Fluorescein-dextran loaded cells were isolated from their host cells by saponin-permeabilisation of the erythrocyte membrane, fixed to a coverslip, then exposed first to a high concentration of H₂O₂ (100 mM) for 1 hour (Fig. 5C), then to the full laser power of the microscope for 1 minute (Fig. 5D). Neither the high concentration of H₂O₂ alone, nor the subsequent additional intense light exposure resulted in any redistribution of the fluorescein-dextran from the DV of the parasites; in both cases the fluorescence remained confined to the area corresponding to the hemozoin crystals (as observed in bright field images), consistent with the DV membrane remaining intact.

Discussion

Although the deleterious effects of H₂O₂-induced oxidative stress on malaria parasite viability are well established [4], [9], and there is increasing evidence that some antimalarials exert their effect, at least in part, through oxidative mechanisms (e.g. [16], [17]), the mechanisms by which oxidative stress disrupt parasite function are not fully understood. In this study we have shown that the oxidising agent H₂O₂, at concentrations comparable to those to which the parasite may be exposed in vivo ([35] cited in [4]), causes a decrease in parasite ATP levels and a profound disruption of intracellular pH regulation: an acidification of the parasite cytosol and an alkalinisation of the DV.

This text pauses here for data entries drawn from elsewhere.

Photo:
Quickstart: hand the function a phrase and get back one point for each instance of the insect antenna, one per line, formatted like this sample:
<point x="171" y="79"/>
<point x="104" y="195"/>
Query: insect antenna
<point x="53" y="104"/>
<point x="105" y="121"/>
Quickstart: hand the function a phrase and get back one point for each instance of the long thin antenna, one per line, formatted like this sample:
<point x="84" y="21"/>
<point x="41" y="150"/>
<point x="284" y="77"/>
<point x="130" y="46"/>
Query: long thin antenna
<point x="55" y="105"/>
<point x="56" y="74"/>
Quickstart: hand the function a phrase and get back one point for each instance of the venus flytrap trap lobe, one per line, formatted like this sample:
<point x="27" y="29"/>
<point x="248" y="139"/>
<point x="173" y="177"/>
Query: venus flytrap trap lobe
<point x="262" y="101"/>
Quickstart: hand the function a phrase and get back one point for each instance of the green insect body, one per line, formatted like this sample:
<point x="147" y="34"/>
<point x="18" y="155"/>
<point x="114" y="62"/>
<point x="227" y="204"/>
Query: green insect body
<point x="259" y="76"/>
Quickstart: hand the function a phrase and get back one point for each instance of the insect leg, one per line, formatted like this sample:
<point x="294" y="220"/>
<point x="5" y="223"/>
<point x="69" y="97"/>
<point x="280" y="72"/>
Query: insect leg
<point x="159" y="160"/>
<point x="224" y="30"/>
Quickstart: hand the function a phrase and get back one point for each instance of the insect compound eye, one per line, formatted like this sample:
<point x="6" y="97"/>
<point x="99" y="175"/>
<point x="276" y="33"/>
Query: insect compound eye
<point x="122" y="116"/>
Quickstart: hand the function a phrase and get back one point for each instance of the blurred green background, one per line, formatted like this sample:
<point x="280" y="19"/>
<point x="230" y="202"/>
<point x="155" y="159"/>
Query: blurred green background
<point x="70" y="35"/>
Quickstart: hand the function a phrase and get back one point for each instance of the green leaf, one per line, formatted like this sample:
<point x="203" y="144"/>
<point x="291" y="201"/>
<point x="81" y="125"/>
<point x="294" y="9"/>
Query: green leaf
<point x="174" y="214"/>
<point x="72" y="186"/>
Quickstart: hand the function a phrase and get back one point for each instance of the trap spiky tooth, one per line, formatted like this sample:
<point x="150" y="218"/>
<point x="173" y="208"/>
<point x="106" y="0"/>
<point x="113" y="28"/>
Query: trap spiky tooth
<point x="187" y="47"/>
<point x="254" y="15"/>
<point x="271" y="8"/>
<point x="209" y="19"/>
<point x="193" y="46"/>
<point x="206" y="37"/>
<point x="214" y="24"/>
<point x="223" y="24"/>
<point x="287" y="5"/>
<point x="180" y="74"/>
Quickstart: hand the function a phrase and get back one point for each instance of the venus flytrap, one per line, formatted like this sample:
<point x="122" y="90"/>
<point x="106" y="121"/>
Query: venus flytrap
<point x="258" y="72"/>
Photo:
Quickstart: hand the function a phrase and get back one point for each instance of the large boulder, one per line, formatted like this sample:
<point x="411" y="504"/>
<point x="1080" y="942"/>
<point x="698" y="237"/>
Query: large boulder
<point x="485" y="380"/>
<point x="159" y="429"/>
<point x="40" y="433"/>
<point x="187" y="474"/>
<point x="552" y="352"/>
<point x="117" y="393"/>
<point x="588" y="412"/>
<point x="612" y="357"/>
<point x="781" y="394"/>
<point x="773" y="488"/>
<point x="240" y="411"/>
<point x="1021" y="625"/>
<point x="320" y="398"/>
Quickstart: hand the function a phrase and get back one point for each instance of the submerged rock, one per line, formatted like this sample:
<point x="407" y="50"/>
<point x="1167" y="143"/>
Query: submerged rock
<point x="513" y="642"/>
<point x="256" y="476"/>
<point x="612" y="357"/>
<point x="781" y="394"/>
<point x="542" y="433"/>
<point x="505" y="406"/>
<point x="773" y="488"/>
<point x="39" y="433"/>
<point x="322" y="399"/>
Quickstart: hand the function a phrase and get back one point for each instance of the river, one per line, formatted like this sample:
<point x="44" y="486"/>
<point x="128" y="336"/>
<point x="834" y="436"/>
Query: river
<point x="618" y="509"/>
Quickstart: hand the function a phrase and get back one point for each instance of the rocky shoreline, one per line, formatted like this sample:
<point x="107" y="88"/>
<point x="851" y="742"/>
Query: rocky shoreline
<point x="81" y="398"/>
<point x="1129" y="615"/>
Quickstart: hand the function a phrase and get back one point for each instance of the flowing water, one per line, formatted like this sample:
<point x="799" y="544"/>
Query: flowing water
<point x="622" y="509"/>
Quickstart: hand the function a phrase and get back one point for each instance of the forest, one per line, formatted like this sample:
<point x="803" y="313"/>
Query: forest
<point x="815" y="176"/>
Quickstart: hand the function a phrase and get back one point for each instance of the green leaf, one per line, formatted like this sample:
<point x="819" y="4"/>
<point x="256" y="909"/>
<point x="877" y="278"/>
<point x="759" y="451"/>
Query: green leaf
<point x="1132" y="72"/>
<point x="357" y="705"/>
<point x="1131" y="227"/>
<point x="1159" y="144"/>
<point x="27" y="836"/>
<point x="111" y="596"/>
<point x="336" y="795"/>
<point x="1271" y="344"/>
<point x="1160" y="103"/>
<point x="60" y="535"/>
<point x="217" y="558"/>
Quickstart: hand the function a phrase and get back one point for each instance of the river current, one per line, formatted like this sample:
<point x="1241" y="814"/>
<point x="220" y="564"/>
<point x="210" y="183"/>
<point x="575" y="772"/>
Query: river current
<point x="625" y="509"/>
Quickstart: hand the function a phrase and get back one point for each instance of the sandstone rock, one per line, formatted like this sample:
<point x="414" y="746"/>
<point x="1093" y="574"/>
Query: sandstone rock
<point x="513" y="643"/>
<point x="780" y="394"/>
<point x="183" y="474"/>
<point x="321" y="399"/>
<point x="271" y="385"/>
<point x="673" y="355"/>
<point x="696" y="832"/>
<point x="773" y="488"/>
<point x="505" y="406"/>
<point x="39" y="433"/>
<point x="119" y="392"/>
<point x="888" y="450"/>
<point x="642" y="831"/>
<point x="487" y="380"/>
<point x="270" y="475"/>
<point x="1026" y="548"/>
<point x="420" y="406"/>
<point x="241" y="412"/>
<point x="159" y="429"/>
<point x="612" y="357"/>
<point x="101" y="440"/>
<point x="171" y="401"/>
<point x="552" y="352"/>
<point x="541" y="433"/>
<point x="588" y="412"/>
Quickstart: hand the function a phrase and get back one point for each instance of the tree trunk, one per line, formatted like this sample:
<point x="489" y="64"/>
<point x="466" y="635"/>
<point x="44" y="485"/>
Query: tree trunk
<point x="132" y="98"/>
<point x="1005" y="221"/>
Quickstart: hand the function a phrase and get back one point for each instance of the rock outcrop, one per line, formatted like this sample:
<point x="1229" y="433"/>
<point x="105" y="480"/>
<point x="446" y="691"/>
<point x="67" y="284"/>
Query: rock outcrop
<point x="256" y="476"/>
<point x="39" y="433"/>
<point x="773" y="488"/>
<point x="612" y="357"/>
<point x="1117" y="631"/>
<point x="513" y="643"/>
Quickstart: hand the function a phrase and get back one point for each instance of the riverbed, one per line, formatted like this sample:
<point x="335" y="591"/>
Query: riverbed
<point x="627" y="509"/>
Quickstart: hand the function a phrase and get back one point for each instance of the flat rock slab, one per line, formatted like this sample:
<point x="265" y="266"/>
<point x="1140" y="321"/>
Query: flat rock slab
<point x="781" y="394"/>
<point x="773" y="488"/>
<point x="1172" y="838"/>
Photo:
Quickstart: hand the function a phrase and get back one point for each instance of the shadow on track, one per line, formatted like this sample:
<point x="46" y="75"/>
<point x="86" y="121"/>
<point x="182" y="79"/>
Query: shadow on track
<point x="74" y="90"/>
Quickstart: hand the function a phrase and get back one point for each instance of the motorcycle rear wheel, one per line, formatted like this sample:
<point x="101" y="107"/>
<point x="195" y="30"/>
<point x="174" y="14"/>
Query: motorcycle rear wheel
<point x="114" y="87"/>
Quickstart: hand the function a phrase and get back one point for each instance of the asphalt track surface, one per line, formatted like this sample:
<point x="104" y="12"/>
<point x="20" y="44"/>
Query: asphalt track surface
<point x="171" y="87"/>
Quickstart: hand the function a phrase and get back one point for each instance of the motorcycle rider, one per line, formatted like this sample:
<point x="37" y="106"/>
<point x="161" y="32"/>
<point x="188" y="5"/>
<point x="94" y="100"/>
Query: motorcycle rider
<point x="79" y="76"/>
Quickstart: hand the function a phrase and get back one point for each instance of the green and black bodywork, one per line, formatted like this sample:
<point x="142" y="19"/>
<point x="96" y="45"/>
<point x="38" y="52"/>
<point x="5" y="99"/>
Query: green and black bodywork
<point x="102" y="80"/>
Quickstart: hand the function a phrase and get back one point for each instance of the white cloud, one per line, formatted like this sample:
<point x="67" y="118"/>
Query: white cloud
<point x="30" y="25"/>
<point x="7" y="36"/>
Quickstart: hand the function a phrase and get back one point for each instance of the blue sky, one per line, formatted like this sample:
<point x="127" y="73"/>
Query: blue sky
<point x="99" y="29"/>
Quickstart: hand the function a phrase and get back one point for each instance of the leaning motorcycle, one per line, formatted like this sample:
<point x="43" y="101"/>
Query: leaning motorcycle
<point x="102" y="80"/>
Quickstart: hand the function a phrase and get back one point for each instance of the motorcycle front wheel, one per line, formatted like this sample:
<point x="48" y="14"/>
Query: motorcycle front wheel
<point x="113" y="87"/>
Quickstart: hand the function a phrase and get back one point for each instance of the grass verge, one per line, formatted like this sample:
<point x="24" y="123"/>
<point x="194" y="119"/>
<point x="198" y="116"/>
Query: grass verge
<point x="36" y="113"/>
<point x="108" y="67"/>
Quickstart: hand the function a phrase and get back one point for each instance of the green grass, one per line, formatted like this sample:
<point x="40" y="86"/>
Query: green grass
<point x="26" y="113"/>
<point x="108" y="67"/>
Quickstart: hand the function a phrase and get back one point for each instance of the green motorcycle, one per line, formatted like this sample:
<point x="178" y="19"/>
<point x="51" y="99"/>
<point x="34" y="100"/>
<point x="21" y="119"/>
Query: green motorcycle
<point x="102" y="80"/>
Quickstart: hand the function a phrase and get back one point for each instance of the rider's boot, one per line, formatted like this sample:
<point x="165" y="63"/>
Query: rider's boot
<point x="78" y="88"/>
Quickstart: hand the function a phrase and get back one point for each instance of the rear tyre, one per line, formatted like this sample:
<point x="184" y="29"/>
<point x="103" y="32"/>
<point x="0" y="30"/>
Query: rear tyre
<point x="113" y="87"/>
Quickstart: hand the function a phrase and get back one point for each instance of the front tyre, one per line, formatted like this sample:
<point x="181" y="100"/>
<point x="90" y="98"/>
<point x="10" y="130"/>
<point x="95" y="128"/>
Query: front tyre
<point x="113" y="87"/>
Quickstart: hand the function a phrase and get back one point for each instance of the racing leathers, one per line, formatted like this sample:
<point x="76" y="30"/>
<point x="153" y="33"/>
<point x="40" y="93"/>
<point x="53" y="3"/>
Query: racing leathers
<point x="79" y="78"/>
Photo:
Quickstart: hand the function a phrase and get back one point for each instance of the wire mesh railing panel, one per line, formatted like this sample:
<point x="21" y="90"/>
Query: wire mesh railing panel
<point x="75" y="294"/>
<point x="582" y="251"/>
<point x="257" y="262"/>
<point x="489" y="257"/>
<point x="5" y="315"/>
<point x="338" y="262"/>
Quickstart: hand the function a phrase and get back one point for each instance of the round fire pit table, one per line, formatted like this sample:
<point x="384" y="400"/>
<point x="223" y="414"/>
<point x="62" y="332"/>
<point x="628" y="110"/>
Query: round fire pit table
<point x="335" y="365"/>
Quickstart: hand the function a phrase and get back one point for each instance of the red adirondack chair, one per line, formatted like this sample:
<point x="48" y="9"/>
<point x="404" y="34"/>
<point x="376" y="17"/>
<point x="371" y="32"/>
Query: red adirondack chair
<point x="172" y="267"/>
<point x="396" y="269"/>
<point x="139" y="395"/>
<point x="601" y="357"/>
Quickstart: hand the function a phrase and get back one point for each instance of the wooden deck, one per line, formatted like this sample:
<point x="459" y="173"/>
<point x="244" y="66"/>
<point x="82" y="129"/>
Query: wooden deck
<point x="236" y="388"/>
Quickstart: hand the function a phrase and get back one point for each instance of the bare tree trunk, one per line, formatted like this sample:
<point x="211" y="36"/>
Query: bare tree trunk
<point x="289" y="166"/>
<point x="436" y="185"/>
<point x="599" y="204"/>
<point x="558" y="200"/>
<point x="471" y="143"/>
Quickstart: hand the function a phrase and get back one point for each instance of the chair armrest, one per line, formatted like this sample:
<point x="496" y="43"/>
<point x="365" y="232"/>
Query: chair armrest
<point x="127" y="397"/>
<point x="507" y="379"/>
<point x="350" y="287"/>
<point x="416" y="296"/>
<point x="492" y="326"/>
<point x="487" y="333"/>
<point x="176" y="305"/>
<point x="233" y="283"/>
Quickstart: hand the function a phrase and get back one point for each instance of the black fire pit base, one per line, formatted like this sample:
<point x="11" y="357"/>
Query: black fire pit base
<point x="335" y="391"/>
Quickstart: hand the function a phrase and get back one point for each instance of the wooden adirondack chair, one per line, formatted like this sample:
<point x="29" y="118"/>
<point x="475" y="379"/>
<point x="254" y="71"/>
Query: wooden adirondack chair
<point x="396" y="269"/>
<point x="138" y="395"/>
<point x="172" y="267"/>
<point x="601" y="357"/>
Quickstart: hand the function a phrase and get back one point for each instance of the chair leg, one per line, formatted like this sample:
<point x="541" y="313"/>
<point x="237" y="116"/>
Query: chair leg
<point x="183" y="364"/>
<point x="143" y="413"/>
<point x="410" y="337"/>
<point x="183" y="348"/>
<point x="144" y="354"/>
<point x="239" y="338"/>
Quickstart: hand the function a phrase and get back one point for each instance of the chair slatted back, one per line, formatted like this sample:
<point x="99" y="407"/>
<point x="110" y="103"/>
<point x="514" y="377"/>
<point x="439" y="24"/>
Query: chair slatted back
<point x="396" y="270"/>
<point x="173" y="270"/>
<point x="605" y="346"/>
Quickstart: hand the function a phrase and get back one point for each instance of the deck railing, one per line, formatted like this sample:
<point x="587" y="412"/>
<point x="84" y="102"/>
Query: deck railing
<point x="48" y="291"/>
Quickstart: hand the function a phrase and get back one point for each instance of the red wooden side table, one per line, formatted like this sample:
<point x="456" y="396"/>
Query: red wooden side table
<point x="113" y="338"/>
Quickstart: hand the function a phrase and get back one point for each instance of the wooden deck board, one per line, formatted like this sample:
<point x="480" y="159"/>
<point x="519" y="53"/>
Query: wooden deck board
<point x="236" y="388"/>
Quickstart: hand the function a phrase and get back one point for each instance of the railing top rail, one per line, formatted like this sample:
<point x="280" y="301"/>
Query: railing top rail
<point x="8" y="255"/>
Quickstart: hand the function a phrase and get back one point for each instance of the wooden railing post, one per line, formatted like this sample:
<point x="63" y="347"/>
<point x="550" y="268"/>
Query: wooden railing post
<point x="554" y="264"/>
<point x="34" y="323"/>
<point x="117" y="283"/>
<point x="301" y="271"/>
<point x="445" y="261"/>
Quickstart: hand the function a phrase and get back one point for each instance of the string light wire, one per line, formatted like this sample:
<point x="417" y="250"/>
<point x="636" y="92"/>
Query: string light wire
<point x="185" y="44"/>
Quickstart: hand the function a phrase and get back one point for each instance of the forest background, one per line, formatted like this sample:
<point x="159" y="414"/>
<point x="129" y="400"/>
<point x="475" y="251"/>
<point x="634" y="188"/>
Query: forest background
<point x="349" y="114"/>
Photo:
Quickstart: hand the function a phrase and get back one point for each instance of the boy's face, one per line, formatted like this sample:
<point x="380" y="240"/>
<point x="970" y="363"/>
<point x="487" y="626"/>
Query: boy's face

Generation of ATP in the intraerythrocytic malaria parasite is thought to be wholly via glycolysis [36], and compounds that inhibit glycolysis [28] or that inhibit glucose uptake into the parasites [37] induce a rapid decrease in parasite [ATP]_i [38] and a cessation of parasite growth [28]. Inhibition of glycolysis by H₂O₂ has been reported previously in several other cell types [39], [40], [41], [42], [43], and has been shown to be due to the inhibition of the glycolytic enzyme glyceraldehyde-3-phosphate dehydrogenase by H₂O₂ [39], [40], [43], [44]. The inhibition of glyceraldehyde-3-phosphate dehydrogenase is attributed to S-thiolation of the enzyme [45]. Inhibition of glycolysis by H₂O₂ in other cell-types is also manifest as a decrease in the ATP concentration [41], [43] from which some cells were shown to recover over time [41]. It is likely that the reversible H₂O₂-induced decrease in [ATP]_i observed in the malaria parasites (Fig. 2B) occurs through a similar inhibition of glyceraldehyde-3-phosphate dehydrogenase, though this is yet to be demonstrated directly. Alternative targets (e.g. other glycolytic enzymes, or the parasite's hexose transporter [46]) cannot be ruled out, and nor is it clear whether there may be an increase in ATP-consumption associated with combating the associated oxidative stress, which might contribute to the H₂O₂-induced decline in ATP levels.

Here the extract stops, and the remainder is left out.